The image shows a graph depicting the increased BAA issuance across industry groups. The graph is...
The image shows a graph depicting the increased BAA issuance across industry groups. The graph is accompanied by text that provides further information about the data.

BASF divests Harbour stake as CTS Eventim hits record €3B revenue

German chemical giant BASF recently announced plans to divest part of its stake in British oil and gas firm Harbour Energy. The move comes at a time when the global energy sector is under pressure to adapt to shifting market conditions and evolving regulatory demands. Known for its broad portfolio of chemical products, BASF views this step as an opportunity to refine its strategic focus and double down on its core competencies.

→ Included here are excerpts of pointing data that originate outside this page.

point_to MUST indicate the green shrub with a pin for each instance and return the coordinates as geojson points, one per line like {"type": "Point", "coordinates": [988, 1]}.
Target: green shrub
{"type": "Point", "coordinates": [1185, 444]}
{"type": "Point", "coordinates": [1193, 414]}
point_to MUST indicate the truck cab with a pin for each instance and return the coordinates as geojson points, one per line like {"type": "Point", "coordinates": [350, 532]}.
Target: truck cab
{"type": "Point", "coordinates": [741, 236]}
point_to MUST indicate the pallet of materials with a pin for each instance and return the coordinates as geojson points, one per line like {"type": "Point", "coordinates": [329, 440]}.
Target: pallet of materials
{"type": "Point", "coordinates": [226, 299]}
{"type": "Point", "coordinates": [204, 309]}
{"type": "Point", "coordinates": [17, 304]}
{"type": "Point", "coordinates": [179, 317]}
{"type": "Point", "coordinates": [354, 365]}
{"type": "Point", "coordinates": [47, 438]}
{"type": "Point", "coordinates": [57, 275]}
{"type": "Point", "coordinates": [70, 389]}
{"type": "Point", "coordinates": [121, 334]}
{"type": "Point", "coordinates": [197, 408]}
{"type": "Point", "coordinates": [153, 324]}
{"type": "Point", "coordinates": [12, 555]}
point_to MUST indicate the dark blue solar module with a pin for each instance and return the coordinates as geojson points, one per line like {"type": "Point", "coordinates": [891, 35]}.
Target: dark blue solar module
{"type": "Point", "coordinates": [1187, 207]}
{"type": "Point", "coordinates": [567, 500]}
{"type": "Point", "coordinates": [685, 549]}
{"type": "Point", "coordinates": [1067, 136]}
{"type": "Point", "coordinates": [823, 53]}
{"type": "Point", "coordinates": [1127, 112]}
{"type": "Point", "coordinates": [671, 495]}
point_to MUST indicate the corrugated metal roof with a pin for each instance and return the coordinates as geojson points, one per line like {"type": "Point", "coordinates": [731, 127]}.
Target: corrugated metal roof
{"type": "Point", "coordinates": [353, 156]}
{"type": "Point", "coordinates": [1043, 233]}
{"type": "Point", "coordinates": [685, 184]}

The announcement has sent ripples through the industry, signaling a shift in priorities within the energy and chemicals sectors. While many companies are diversifying their portfolios to meet the challenges of the energy transition, BASF appears to be taking a different path. Selling a portion of its stake in Harbour Energy could give the company the flexibility it needs to invest in potentially higher-growth areas.

Meanwhile, ticketing provider CTS Eventim saw its share price surge by roughly 9 percent on Tradegate. The company surpassed €3 billion in revenue for the first time last year, marking a successful fiscal performance. Adjusted EBITDA climbed by 7.7 percent to €584 million, underscoring CTS Eventim's strong market position. This growth demonstrates that, despite the challenges facing the events industry—particularly in the wake of the pandemic—companies with innovative business models can continue to thrive.